Both of the 400cc inline twin bikes got picked up a few days ago. The same buyer took both of them. I’ll certainly miss the XS it was a blast to zip around on.
I currently have both an Yamaha XS400 and a Kawi KZ400. They are both single cam bikes from the mid seventies, and for grins I rode them back to back. Here is a little break down of their respective performances.
The KZ400 motor seems to be lacking power in the lower RPM range but then screams flat out up top. The XS400 is quite the opposite and is very torquey and quick off the bottom but loses steam once the speeds go up. Neither bike has a good performing front brake, but no brakes excelled in the 70’s. The XS400 feels lighter and is certainly more nimble than the KZ but does not feel as stable at high cruising speeds as the KZ does. Asthetically both bikes look fairly similar, the XS is a bit more linear where-as the KZ has more rounded edges. The KZ is built for a very short rider and has a lower seat height and closer pegs and controls, the XS is a bit more spacious (but not necessarily more comfortable). All in all the KZ seems to lend itself more to cruising and travelling, and the XS seems like it was built more directed at zipping around town and running errands.

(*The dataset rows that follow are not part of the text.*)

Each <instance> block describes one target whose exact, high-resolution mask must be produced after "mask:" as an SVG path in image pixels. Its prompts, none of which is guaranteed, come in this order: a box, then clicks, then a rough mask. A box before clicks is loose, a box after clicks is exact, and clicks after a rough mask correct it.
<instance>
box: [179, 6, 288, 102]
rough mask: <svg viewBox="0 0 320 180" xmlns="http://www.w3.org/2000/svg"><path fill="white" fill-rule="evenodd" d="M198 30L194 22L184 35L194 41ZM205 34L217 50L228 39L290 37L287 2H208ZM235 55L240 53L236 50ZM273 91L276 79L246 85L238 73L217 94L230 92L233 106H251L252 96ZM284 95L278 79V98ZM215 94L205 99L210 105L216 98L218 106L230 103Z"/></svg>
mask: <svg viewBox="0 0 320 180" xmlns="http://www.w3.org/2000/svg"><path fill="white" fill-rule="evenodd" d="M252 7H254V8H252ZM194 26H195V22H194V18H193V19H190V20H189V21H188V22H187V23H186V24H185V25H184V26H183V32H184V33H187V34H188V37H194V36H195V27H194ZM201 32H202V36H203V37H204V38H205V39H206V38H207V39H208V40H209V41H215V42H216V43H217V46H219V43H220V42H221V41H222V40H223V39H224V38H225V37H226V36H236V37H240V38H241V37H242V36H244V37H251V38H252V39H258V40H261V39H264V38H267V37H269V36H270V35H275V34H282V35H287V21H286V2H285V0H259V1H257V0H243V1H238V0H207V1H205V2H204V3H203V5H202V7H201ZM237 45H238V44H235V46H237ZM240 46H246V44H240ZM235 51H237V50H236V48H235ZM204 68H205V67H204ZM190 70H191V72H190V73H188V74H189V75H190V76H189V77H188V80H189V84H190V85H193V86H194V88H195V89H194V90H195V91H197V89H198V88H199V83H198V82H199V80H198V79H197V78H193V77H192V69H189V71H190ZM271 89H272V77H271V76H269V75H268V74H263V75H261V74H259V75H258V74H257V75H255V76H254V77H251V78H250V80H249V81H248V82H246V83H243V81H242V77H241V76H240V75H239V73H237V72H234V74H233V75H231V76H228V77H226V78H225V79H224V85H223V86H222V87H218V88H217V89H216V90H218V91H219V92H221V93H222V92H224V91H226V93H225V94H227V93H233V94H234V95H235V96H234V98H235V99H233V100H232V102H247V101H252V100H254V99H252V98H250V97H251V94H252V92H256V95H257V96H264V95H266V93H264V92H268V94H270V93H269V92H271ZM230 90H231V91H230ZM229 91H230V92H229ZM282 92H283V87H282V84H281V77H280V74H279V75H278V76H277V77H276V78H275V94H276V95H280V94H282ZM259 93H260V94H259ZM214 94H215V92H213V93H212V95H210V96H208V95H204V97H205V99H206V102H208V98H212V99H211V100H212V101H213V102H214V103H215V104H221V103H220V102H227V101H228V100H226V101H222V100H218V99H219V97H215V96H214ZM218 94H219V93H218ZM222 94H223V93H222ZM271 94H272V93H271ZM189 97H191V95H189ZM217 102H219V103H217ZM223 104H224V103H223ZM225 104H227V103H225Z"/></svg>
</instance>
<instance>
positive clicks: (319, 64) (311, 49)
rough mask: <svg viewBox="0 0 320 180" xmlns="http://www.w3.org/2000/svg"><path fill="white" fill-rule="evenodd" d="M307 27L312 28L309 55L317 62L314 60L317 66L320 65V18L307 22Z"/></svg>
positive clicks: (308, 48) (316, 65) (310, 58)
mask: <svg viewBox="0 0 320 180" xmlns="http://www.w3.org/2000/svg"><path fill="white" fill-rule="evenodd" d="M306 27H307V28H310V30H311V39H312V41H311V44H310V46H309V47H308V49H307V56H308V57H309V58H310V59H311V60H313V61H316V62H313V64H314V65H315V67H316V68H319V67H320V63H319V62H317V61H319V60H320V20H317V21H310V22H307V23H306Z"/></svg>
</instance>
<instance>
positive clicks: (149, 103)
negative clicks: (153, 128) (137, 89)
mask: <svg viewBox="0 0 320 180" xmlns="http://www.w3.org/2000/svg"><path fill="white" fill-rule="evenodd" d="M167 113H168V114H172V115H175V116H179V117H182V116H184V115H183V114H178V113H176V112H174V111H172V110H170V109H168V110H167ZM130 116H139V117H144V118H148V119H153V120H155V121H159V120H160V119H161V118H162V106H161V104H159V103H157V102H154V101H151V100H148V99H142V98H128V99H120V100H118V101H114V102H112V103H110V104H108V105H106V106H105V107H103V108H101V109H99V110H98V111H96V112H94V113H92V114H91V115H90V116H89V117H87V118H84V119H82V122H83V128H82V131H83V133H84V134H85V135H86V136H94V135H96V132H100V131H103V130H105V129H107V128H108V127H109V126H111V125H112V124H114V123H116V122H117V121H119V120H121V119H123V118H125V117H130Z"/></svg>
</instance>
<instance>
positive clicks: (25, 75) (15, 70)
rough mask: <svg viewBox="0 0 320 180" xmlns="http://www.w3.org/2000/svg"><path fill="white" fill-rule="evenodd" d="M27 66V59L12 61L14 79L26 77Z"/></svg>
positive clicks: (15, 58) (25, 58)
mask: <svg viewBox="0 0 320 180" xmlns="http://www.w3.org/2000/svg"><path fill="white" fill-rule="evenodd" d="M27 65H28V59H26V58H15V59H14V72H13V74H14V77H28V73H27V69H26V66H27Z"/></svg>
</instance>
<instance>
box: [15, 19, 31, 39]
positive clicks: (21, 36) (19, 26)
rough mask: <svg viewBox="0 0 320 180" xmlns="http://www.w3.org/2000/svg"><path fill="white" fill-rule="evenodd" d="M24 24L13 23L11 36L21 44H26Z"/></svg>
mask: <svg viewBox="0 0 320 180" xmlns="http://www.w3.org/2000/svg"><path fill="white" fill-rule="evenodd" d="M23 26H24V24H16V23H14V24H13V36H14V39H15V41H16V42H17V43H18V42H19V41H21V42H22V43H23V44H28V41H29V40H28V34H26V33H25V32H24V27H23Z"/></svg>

If I had to ride only one I think I would lean towards the XS soley for the reason that it is a bit more roomy and I am a tall rider. If the KZ had its pegs lowered and short handlebars were put on it I’d imagine this would change my mind.
This bike is fresh from the barn. It looks pretty poor, there is a lot of rust and the paint has certainly seen better days. It took about 30 minutes to bring this bike back from the dead. I hadn’t run since 1988 I am told. After a good tune up this little bike will be a great beginners bike. Did I mention it has less than 6,000 miles on the clock?
This bike just rolled in yesterday. It’s in pretty good shape, but the engine is locked up tight. Hopefully it can be freed up and started but either way this motor is getting torn down. Unfortunately TX’s are few and far between, because of this replacement parts (particularly internal engine parts) will be difficult to source. Progess will be posted here.
This is the bikes rear wheel after it has been thouroughly cleaned, painted and polished. It looks absolutely awesome and has a fresh Bridgestone BT45 tire on it.
It took a while to get all the coats on this motor, but the kz550 motor is ready to rock and looks nice and shiney. There are many layers of primer, paint, and clear on this engine, hopefully I won’t have overheating issues. I guess we’ll just wait and see.
Just rolled a 1974 Yamaha TX500 8-valve into the shop tonight. Tomorrow I’m going to pick up a 1980 Kawasaki KZ400. Both bikes are in pretty decent shape. The motor of the TX is stuck pretty good, but the head will get pulled tomorrow and we’ll sort out what the problem is. Both bikes will be turned around and up for sale very shortly, so if you’re in the market check back soon.
This bike sold a little while ago but I felt it should be noted. It was fun to put together and awesome to cruise on. It had an 836 kit in the motor, and electronic ignition, and some other goodies. The new owner couldn’t be disappointed.
This is the bike as it was brought into the shop. I forgot to take a photo of it as it left, so there is no after. This was a great little bike. With some minor assembly, a good carb cleaning, and a couple odds and ends this bike looked and ran great. Bye.